Children of the Ghetto eBook

This eBook from the Gutenberg Project consists of approximately 750 pages of information about Children of the Ghetto.

Children of the Ghetto eBook

This eBook from the Gutenberg Project consists of approximately 750 pages of information about Children of the Ghetto.

THE HOPE EXTINCT.

The strike came to an end soon after.  To the delight of Melchitsedek Pinchas, Gideon, M.P., intervened at the eleventh hour, unceremoniously elbowing Simon Wolf out of his central position.  A compromise was arranged and jubilance and tranquillity reigned for some months, till the corruptions of competitive human nature brought back the old state of things—­for employers have quite a diplomatic reverence for treaties and the brotherly love of employees breaks down under the strain of supporting families.  Rather to his own surprise Moses Ansell found himself in work at least three days a week, the other three being spent in hanging round the workshop waiting for it.  It is an uncertain trade, is the manufacture of slops, which was all Moses was fitted for, but if you are not at hand you may miss the “work” when it does come.

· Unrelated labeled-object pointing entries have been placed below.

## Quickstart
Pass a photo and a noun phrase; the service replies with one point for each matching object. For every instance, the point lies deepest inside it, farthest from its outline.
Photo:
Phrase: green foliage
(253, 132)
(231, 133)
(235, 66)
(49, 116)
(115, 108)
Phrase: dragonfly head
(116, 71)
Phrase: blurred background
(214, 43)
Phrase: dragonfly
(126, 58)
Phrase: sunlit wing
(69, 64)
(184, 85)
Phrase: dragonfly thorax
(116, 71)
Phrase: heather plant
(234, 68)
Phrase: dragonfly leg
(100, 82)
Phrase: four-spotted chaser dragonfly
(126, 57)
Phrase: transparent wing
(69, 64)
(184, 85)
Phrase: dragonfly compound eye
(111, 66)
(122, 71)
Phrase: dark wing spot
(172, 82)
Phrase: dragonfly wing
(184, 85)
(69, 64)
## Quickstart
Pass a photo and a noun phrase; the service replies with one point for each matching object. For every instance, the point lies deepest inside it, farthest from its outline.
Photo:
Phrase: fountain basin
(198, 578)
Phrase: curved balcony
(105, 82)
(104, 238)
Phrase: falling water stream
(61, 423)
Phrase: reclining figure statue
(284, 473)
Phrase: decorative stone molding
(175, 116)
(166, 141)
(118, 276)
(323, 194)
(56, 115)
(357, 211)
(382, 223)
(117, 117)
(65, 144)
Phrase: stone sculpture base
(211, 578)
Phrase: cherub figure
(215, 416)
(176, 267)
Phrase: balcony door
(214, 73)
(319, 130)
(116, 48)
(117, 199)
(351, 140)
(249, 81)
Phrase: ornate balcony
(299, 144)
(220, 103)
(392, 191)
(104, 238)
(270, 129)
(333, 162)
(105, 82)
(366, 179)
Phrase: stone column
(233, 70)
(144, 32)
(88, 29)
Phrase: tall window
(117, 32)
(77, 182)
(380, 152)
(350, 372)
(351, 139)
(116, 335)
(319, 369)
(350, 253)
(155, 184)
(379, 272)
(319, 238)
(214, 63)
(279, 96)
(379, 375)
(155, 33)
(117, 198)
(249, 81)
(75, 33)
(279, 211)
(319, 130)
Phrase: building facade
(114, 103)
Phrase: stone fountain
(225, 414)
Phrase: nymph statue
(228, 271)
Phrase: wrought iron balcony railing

It never rains but it pours, and so more luck came to the garret of No. 1 Royal Street.  Esther won five pounds at school.  It was the Henry Goldsmith prize, a new annual prize for general knowledge, instituted by a lady named Mrs. Henry Goldsmith who had just joined the committee, and the semi-divine person herself—­a surpassingly beautiful radiant being, like a princess in a fairy tale—­personally congratulated her upon her success.  The money was not available for a year, but the neighbors hastened to congratulate the family on its rise to wealth.  Even Levi Jacob’s visits became more frequent, though this could scarcely be ascribed to mercenary motives.

The Belcovitches recognized their improved status so far as to send to borrow some salt:  for the colony of No. 1 Royal Street carried on an extensive system of mutual accommodation, coals, potatoes, chunks of bread, saucepans, needles, wood-choppers, all passing daily to and fro.  Even garments and jewelry were lent on great occasions, and when that dear old soul Mrs. Simons went to a wedding she was decked out in contributions from a dozen wardrobes.  The Ansells themselves were too proud to borrow though they were not above lending.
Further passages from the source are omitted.